I may have found a kindred spirit. Most unexpectedly.
We have been anxiously anticipating butterflies since we received a plastic container full of 5 fuzzy little caterpillars and some brown crud. And while I love that we can actually witness such an amazing phenomenon in our home, I've had to fake some of my enthusiasm because I'm still phobic about all these creepy crawlies... I mean, beautiful little creatures.
And yet I must be evolving somewhat because at one time I was one of those squeaky little girls who would squeal "Eeew! Kill it!" at the sight of any insect. Spiders especially.
So I'm getting there. Trying to be a good Buddhist. And while I can't quite embrace insects, I'm learning to respect them from a safe distance. But caterpillars in my house. That's a little too close.
However, I did get over it temporarily when that transformation started to take place. I found myself right up against the little mesh habitat, watching to see what would happen. And it was pretty amazing. Ok, and still a little disgusting if I'm to be totally honest. But amazing. We welcomed Cream Cheese, Sam, Max and Freebird back into the world and it was very exciting. But one of our butterflies got stuck in its chrysalis. It's bottom half wriggled on an off throughout the day, part of its wings struggling to flap and open while still wedged partially inside. At one point it looked as though it had given up. I figured it had died.
I saw it the next morning on the floor of the habitat, a crumpled mess. It had legs and antennae, but they were mangled and folded in odd directions. Big bulges on the side of its body seemed to be parts of the wings that were never allowed to unfurl... and then there were the partial wings that had been struggling from the day before. I felt a bit of relief that this butterfly never made it. And then Benjamin saw it move. And then there it was trying to fly. Shen and I decided to name it Scrappy.

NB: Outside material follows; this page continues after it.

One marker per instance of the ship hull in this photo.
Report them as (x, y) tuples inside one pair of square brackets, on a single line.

And in the past 3 days, Scrappy has consumed me. We've set the other butterflies free, but though Scrappy made a valiant attempt to escape, we're keeping him. Feeding him orange slices and sugar water on balled up tissues, spraying him with water that I keep hoping will hydrate those withered wings and allow them to open. And it's only since Scrappy's arrival that I've been willing to do any of this myself. This little butterfly has got a bit of a hold on me. I really just can't bear to see it suffering. And I've developed a deep respect for it, the way it chugs along.
I've been wondering what's making me so determined to rehabilitate a butterfly. And a few things come to mind. Well, first, I really think it would be incredibly unfair for that poor caterpillar to go through such an enormous change only to come out crippled and disfigured... and incomplete. It didn't get to evolve into what it's supposed to be. The idea of that is making me crazy. Ok, so maybe it's a leap, but the idea of not fulfilling your destiny... spreading your wings... flying... completing your transformation... it's all striking me. I desperately want Scrappy to get his chance to fly. Ok, and me, too.
The second thought is that maybe I'm just finally developing some compassion for bugs.
Well, at least that means I'm moving in the right direction.